April 28, 2007

MySQL Conference: Scaling Fotolog

Posted in Conferences, fotolog, Scale, Software at 12:43 am by mj

Farhan “Frank Mash” Mashraqi, DBA at Fotolog, gave a nice little presentation titled Scaling the world’s largest photo blogging community.

Fotolog is a bit different from most sites presenting at this year’s conference. Because it’s based on the idea of photo “blogging,” free members are limited to posting (uploading) one photo per day, while paid members are limited to posting 6 photos per day.

He presented an Alexa graph showing Fotolog recently surpassing Flickr in pageviews. This was really surprising to me and made me take notice (I wasn’t the only one). However, later I looked at the same data in compete.com, which shows an utterly different picture.

Interesting stats:

  • 2.4 billion comments
  • 228 million photos (unsure whether they’re counting the “Flickr way” or the normal way)
  • 500,000 uploads per day peak (probably 200-300K unique members uploading)
  • average 24 minutes per visit (high for a web site)
  • running Solaris 10
  • converting from PHP to Java (no motivation given)
  • 40 x 3GB memcached instances
  • 32 MySQL servers, segmented into 4 tiers (user, guestbook, photo, friends+faves)
  • recently converted from MyISAM to InnoDB
  • using 3par servers for image store

When they converted to InnoDB, they found they still had table lock contentions. Why? Because they were using auto_increment to generate their IDs. To get around this, they changed their primary key to be a composite of existing fields, which, additionally, represents the way data is commonly queried.

For example, their comments use a (photo identifier, post date, comment identifier) composite for their primary key. Since they usually show comments from a given photo ordered by date, that can be done entirely through the primary key lookup, which, with InnODB, is much faster even than a secondary key lookup.

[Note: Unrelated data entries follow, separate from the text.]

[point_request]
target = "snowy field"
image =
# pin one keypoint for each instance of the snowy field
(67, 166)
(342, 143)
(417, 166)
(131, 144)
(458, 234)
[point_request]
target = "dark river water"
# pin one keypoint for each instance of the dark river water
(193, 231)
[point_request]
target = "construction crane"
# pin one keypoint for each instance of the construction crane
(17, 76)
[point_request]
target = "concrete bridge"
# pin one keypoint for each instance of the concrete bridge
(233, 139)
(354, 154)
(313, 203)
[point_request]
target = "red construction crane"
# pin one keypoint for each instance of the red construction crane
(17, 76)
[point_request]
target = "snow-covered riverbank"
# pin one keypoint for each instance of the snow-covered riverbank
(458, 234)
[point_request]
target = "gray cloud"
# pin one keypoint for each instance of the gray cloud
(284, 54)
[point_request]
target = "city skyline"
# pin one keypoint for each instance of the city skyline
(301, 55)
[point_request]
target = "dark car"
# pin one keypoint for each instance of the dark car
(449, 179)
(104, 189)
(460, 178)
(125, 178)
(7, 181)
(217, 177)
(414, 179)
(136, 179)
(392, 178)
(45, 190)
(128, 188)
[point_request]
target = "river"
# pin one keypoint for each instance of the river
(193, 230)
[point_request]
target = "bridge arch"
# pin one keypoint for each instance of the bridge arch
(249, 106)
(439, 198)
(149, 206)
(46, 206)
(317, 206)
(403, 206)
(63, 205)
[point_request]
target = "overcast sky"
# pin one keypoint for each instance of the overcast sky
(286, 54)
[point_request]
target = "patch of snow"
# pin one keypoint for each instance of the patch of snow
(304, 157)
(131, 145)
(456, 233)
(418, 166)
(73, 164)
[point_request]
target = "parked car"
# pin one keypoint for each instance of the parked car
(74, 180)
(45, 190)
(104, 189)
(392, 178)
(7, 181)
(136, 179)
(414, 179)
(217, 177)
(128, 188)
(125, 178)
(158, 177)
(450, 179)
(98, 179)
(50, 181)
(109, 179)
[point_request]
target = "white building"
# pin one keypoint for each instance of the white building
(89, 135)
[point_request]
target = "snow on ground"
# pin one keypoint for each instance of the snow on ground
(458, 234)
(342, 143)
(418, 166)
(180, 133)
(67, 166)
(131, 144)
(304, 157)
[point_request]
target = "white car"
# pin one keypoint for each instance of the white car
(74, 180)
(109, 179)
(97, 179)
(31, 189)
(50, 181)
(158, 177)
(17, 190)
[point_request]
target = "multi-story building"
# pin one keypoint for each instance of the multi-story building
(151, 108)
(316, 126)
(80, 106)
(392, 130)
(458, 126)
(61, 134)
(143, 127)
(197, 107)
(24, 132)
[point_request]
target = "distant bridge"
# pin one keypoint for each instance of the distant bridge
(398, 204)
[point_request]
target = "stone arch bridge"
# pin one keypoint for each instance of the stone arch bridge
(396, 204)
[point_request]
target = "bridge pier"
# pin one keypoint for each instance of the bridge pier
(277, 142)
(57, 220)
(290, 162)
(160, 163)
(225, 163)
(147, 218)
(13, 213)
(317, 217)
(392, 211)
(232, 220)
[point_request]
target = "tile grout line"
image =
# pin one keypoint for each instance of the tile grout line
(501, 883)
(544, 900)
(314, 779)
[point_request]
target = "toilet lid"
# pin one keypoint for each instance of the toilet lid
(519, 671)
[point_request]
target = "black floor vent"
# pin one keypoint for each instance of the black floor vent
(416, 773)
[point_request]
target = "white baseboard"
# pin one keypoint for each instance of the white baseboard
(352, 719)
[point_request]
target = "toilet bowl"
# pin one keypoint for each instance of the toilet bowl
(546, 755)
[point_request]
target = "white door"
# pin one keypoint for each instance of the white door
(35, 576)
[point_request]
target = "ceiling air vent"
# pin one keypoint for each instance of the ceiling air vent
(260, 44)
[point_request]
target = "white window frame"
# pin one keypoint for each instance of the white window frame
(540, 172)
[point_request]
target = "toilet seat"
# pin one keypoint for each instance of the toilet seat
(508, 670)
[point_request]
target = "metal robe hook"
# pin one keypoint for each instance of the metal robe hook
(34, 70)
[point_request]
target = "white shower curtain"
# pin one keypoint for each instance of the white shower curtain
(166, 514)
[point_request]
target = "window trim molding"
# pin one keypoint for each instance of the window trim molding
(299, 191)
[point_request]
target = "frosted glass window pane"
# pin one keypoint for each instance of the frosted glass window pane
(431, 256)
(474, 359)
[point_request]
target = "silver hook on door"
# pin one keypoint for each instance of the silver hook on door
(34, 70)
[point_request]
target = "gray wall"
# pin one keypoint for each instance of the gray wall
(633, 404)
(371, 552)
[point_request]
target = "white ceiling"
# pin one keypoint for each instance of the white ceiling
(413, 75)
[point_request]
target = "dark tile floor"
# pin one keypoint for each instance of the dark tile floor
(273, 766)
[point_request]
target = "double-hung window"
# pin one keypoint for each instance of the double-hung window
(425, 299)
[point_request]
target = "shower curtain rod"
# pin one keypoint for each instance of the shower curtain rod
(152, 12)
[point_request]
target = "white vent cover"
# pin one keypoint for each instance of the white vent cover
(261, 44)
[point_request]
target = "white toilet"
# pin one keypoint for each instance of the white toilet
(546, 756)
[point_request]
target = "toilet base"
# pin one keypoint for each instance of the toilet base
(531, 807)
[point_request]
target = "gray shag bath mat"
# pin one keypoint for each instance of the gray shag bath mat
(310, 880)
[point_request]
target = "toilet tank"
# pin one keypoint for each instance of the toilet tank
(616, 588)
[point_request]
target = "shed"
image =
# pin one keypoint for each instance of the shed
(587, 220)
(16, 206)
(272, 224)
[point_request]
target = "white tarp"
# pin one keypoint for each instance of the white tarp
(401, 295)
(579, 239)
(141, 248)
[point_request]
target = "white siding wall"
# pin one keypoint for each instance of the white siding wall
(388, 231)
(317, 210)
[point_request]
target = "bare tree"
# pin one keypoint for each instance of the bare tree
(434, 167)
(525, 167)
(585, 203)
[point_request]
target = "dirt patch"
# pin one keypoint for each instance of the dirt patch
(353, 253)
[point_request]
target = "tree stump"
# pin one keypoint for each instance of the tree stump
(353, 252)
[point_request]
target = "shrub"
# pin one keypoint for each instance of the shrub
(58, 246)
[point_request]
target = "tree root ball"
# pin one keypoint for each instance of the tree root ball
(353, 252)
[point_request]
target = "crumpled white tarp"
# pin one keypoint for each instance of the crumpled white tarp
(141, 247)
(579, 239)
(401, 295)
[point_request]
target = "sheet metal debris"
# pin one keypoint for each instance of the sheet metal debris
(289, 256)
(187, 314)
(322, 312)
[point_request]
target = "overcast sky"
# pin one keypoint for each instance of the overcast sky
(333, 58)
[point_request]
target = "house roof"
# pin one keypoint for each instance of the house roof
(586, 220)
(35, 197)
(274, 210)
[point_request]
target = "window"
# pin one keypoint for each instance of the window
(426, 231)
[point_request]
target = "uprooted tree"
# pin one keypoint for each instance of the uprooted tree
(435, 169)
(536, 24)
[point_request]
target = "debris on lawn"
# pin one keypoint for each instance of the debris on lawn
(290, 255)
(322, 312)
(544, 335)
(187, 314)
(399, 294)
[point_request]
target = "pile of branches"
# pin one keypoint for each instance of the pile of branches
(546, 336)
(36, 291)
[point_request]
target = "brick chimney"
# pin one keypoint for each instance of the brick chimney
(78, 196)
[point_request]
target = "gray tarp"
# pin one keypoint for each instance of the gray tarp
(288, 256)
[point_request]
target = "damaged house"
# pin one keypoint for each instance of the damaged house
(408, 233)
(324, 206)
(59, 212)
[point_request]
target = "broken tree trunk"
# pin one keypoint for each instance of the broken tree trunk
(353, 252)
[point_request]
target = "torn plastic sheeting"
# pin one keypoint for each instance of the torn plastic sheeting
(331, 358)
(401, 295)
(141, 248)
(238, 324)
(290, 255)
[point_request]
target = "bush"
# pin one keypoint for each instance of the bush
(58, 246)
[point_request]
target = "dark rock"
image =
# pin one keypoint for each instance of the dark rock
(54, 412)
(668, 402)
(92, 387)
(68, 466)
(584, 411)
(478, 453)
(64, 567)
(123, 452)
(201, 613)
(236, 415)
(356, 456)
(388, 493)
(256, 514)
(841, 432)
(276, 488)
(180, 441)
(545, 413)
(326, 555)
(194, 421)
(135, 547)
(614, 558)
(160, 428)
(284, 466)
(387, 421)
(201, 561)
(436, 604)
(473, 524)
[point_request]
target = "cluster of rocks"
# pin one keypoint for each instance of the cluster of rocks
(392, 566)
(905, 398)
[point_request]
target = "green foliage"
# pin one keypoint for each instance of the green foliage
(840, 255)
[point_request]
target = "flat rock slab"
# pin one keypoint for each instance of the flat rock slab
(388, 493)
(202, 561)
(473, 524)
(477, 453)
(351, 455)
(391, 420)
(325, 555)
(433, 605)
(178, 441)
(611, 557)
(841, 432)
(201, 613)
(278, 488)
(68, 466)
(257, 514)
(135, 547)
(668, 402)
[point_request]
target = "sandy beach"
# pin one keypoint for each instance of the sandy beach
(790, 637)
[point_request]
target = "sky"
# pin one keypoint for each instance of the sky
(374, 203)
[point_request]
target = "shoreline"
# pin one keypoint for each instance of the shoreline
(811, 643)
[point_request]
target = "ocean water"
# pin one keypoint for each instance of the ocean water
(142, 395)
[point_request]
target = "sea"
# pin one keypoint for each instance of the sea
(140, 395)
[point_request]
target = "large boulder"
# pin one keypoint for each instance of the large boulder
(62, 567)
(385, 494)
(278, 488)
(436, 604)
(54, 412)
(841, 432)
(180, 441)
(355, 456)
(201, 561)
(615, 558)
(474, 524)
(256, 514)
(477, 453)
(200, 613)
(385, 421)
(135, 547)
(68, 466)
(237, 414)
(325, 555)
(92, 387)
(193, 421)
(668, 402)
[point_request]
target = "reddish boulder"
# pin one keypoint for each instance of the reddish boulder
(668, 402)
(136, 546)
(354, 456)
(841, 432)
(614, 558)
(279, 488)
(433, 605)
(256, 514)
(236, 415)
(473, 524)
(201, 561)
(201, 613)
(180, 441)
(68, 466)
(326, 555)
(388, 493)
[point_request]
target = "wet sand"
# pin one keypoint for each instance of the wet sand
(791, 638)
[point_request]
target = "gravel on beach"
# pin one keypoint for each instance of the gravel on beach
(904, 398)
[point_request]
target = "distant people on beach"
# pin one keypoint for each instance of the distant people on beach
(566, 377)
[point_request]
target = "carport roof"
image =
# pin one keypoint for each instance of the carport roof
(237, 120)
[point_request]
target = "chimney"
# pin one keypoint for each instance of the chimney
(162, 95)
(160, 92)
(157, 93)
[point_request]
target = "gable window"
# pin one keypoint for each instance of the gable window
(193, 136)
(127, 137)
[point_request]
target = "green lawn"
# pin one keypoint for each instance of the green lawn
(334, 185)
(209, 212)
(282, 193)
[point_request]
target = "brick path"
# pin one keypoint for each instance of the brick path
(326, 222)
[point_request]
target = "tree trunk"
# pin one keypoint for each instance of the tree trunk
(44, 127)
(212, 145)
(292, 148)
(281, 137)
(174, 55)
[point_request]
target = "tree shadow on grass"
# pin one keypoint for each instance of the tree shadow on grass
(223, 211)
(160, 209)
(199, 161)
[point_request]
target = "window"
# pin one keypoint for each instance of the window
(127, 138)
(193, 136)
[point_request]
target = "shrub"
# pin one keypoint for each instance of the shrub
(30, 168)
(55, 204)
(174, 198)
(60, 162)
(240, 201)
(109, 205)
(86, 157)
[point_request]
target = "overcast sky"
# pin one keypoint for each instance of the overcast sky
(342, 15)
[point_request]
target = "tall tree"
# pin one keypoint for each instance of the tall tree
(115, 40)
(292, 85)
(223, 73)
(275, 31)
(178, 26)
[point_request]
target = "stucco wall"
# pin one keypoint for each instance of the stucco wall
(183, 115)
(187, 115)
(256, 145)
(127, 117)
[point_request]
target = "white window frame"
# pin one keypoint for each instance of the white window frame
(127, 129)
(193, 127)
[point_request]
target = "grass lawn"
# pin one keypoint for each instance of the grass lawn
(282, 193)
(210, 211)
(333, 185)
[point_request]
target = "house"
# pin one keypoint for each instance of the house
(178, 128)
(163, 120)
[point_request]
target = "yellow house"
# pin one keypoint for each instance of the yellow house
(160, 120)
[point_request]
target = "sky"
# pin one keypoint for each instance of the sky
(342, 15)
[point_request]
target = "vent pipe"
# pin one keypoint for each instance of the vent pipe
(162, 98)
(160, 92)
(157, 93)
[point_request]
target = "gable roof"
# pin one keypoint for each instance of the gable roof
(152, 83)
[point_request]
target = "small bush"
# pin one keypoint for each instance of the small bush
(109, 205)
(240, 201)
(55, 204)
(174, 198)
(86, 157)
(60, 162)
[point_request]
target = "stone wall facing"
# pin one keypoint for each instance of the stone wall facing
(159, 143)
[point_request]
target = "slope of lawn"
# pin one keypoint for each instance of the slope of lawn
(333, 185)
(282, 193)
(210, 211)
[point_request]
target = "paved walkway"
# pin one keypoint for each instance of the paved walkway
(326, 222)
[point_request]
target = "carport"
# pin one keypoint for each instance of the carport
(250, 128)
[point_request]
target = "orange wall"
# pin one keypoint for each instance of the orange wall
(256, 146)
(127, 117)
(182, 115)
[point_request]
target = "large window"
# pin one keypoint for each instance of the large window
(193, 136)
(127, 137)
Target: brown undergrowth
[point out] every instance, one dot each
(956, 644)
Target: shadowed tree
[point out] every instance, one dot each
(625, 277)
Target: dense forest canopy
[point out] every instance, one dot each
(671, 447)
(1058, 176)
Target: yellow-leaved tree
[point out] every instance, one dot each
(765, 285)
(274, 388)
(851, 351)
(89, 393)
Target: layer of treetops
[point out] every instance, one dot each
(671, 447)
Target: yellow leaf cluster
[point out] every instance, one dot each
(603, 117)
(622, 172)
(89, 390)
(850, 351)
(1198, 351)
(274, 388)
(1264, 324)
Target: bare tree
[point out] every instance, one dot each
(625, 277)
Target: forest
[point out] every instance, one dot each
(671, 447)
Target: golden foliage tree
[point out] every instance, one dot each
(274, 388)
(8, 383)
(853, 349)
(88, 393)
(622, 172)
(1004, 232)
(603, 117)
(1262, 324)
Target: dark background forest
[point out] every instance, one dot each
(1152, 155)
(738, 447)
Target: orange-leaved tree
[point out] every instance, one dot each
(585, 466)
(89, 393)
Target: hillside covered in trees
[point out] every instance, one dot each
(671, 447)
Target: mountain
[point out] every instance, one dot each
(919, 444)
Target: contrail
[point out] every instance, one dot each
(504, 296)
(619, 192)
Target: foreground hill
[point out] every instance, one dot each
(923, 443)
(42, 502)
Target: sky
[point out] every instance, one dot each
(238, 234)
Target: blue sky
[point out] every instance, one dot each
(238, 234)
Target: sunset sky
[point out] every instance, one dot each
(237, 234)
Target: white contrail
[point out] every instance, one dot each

One thing not discussed is whether the photo identifier in that case is ordered, or how often “random inserts” happen. This is important because of InnoDB’s clustered primary key, which sorts row data in the same order as the primary key. I think he kind of touched on this from a different direction when he digressed a bit to explain how InnoDB’s primary keys are stored and the implications for secondary keys.

I was impressed by some of the benchmarking graphs he produced. He claimed a 30% performance improvement by disabling MySQL’s query cache, and a similar improvement (I think – wasn’t quite sure about this in my notes) by moving from 4GB to 16GB RAM.

Currently, their data is partitioned by the first letter of the username. This, of course, is quite skewed toward certain letters, and results in under-utilization for some instances. It wasn’t clear how these map to physical servers.

The latter part of his presentation focused on the driving factors behind planning their new architecture, wherein he proposed partitioning by date. There seemed to be confusion here, as the lines between “current implementation” and “proposed implementation” were blurred. That may have been cleared up in the Q&A, but I had co-workers tapping on my shoulder and had to leave. 😦